Entender a los clientes del servicio es tan vital hoy como lo ha sido siempre y en toda circunstancia, y asimismo lo es el buen nombre de una compañía. Tener eso arraigado tiene un valor inestimable. Comprender la retención de clientes del servicio le va a hacer avanzar.

Las relaciones con su equipo florecerán si se ha transformado en un lector de personas y ha aprendido el arte de percibir, que es lo que la gente acostumbra a querer por encima de todo.

Se beneficiará de la capacidad de hacer frente a los contratiempos y de la resiliencia y perspectiva que da la venta.

Pero es con todas y cada una de las partes interesadas con las que las victorias comienzan a llegar de veras. Un creador debe transformarse en un líder, un soñador capaz de «vender» su visión e inspirar tanto a sus equipos como a sus inversores. No se trata de una habilidad de venta veloz, sino más bien de una venta real, de comunicación y de construcción de relaciones en un largo plazo.

Y por eso, de igual forma, tantos emprendedores de éxito fantástico comenzaron sus carreras con un humilde puesto en el mercado, desde los creadores de Boohoo hasta los de Amstrad.

No hay que menospreciar los inicios humildes, singularmente los de ventas.
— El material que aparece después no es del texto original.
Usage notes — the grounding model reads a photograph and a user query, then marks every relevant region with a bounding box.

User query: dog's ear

Seis meses de humilde trabajo inicial pueden ser la mejor capacitación empresarial que recibas en tu vida.

Juan Pablo Cortez

Bogotá (Colombia), 1989. Apasionado por la investigación y el análisis de temas de interés público. Estudió comunicación social en la Universidad de Bogotá y posteriormente obtuvo una maestría en periodismo investigativo en la Universidad de Medellín. Durante su carrera, ha trabajado en diversos medios de comunicación, tanto impresos como digitales, cubriendo temas de política, economía y sociedad en general. Su gran pasión es el periodismo de investigación, en el cual ha destacado por su habilidad para descubrir información relevante y sacar a la luz temas que a menudo se mantienen ocultos.